Plus près de toi, mon vieux.

Je sais, Mab, je sais…
Ce matin, j’ai reçu un long mail d’une cousine du côté paternel.
Une histoire de « cousinade ».
Une « cousinade » c’est comme un enterrement mais où on n’enterre personne.
Juste on fait connaissance de centaines de personnes dont on n’a jamais entendu parler mais qui te disent « on est de la même famille, ton père est l’arrière-petit-cousin de mon arrière-grand’ mère ».
En plus, je n’en connais que deux ou trois sur la centaine et demie qui sera peut-être là.
Ce mail est arrivé justement quelques jours après une lettre de ma grande sœur.
Lettre qui retraçait la carrière militaire de mon père.
Il fut décidément un homme très courageux.
Il le prouva en supportant ma mère et nous plusieurs décennies.
Parce que la guerre, pour avoir vu des tas de films de guerre, je sais que c’est facile.
Enfin... Dans les films…
Plus que ma mère en tout cas, parce que je la connais, elle…
D’ailleurs je le soupçonne dans mes moments de déprime d’avoir choisi l’amiante, histoire d’avoir une bonne excuse pour nous planter là.
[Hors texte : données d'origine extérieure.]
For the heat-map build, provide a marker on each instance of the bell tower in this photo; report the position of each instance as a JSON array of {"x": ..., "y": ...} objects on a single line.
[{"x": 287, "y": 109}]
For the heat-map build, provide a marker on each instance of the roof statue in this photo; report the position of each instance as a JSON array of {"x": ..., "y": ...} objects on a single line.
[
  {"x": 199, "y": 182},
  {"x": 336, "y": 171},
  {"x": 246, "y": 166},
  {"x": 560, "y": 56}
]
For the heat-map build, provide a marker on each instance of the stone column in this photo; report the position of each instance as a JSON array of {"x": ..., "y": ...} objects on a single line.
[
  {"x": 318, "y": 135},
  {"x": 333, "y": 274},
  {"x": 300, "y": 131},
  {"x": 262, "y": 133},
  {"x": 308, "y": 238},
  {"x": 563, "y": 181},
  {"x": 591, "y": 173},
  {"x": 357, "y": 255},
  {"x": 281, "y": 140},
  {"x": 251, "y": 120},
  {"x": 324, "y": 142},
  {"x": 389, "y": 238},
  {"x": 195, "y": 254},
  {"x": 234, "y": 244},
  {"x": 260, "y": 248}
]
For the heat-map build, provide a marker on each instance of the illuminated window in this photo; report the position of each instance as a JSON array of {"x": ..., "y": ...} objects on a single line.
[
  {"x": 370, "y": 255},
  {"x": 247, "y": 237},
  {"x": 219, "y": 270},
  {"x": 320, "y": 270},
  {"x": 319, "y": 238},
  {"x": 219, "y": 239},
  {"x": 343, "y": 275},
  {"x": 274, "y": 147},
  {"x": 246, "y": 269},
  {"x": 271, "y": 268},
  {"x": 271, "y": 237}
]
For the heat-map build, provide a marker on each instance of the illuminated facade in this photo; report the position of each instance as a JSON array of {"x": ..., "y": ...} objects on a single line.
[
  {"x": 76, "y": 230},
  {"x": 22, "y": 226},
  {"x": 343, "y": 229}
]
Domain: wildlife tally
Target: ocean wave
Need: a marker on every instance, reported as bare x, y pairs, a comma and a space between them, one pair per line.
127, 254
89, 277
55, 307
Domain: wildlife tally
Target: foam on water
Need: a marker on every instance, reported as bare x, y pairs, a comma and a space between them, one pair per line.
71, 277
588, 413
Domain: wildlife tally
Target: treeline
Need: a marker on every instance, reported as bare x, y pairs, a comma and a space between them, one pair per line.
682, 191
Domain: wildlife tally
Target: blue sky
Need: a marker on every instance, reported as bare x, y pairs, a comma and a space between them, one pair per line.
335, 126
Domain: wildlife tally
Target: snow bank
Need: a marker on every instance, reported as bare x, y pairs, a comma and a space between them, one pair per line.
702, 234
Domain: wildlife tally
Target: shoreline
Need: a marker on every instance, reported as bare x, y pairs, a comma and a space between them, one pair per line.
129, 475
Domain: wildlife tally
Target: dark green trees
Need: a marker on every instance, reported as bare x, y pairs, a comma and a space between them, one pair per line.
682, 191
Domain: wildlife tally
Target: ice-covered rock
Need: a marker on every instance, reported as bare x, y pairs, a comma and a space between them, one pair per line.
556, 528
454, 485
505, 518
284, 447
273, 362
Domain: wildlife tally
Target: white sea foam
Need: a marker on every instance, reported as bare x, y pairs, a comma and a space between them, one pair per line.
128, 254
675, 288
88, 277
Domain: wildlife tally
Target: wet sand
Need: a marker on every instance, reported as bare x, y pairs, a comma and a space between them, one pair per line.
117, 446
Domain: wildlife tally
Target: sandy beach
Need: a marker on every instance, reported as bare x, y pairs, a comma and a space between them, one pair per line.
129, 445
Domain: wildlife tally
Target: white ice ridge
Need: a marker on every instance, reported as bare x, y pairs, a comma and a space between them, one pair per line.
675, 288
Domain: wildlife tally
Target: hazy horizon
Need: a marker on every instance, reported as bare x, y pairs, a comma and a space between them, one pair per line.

J’ai donc lu la lettre de ma grande sœur.
En la lisant, une photo m’est revenue à l’esprit.
Une photo prise en Italie pour ce que je me rappelle.
Je la revois comme si elle était sous mes yeux, ce jour de soleil dans notre logement du XVIIIème.
C’est une photo « noir & blanc » sur laquelle on voit trois jeunes hommes en treillis, ces treillis unis qui n’avaient rien à voir avec les « tenues léopard » modernes.
Ma mère me la montre, assise à côté de mon père alors que je suis encore un gamin de pas même quatorze ans.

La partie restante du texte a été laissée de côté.